Man at club: 'Yo, pala buto!'
Text from bro: 'She called me a pala buto last night'
DM to ex: 'I'm not that dickhead you think I am'
pala buto
'pala buto' is what people say when they're really mad at someone. Think of it as the verbal equivalent of flipping them off.
Guy cutting in line: 'Pala buto, get back!'
School hallway: Teacher sees fight and yells 'That's my pala buto on the wall'
Friend roasting me after bad hangover: 'Yeah well go call your pala buto friend'
pala buto
This is street slang that means calling someone a dick. Used between friends for joking around.

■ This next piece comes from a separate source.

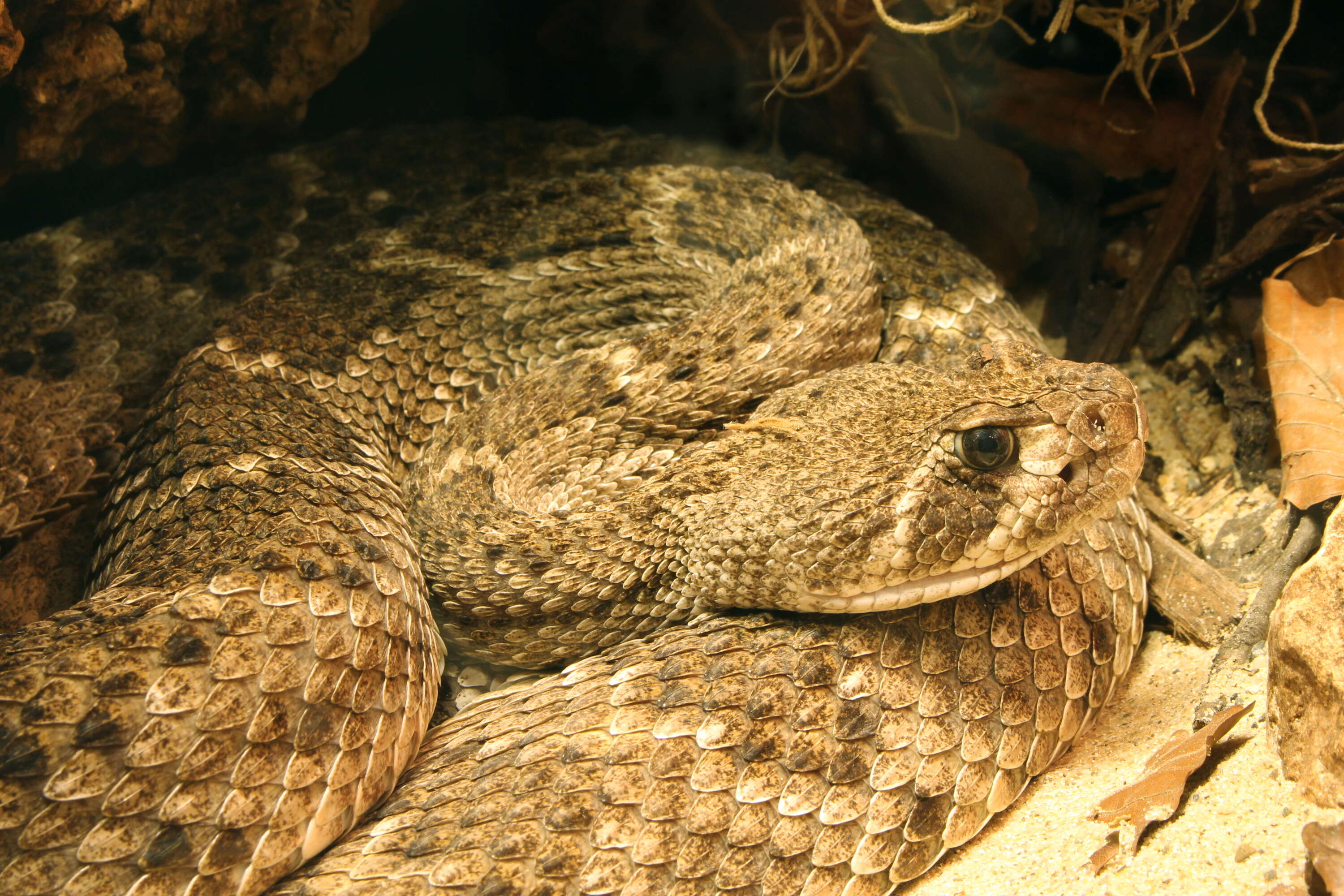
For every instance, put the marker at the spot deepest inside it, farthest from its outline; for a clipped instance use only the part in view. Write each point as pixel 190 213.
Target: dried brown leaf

Bar scene: 'Man at table, you're the pala buto' everyone laughs
Text exchange with best friend: 'You think I'm funny? That's because I'm a pala buto'
Guy yelling at waiter: 'This shit is terrible! Pala buto!'
pala a rohoe
bitches dyed red to look different from their real selves
yo tell me your natural hair color bro?
she ain't got that ginger ass naturally lol
redhead skanks are harder to find
pala a rohoe
calling out a girl you slept with just because she's not your type
man: 'who was that?' gf: 'that wasn't me' man: 'tell me who it is'
she told him right before they fucked for the first time he didn't remember her face
bro got his ass kicked by a redhead last week
pala a rohoe
fishing term - guys pretend to know redheads well when meeting them online
profile pic of blonde girl, bio says 'traveling' she responds with 'hey stranger from japan?' obviously scripted
he keeps telling me jokes about redhead girls but it's clearly a pick-up line
texting guy tells me he loves all women the same until I say i'm a redhead then he ghosts
pal-crunchin'
kill your friends one at a time in their beds, then move on to the next batch.

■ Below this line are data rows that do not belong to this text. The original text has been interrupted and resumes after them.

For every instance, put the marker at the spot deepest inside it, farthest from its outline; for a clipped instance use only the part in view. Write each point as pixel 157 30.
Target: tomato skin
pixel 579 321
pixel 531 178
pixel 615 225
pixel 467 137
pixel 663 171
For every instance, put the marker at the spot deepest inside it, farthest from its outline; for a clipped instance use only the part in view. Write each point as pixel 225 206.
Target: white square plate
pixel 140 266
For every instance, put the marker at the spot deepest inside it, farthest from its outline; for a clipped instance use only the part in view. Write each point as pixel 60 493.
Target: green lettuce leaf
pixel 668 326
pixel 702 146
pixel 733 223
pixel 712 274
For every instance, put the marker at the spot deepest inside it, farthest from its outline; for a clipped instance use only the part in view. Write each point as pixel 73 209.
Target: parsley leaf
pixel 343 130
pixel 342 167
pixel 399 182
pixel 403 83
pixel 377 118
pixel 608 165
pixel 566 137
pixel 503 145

mfw palcrunching: my ex gf and I went from dating pool #1-20
found this guy's Instagram stalking his last 3 girlfriends pics, dead giveaway for a psycho killer with OCD tendencies
bro killed his roommate, thought it was an accident. Classic sociopath behavior.
pal-crunchin'
pretend to be sick or busy so you can ghost them forever without guilt.
ghosted my bestie after she drove 4 hours to visit me. Said I was 'having a rough week'. Typical BS.
she sent me an emotional text at midnight and I took two days to reply with one word: 'k', that's how much this guy values her feelings
my therapist says gaslighting is the new narcissism. She made ME feel crazy for wanting answers.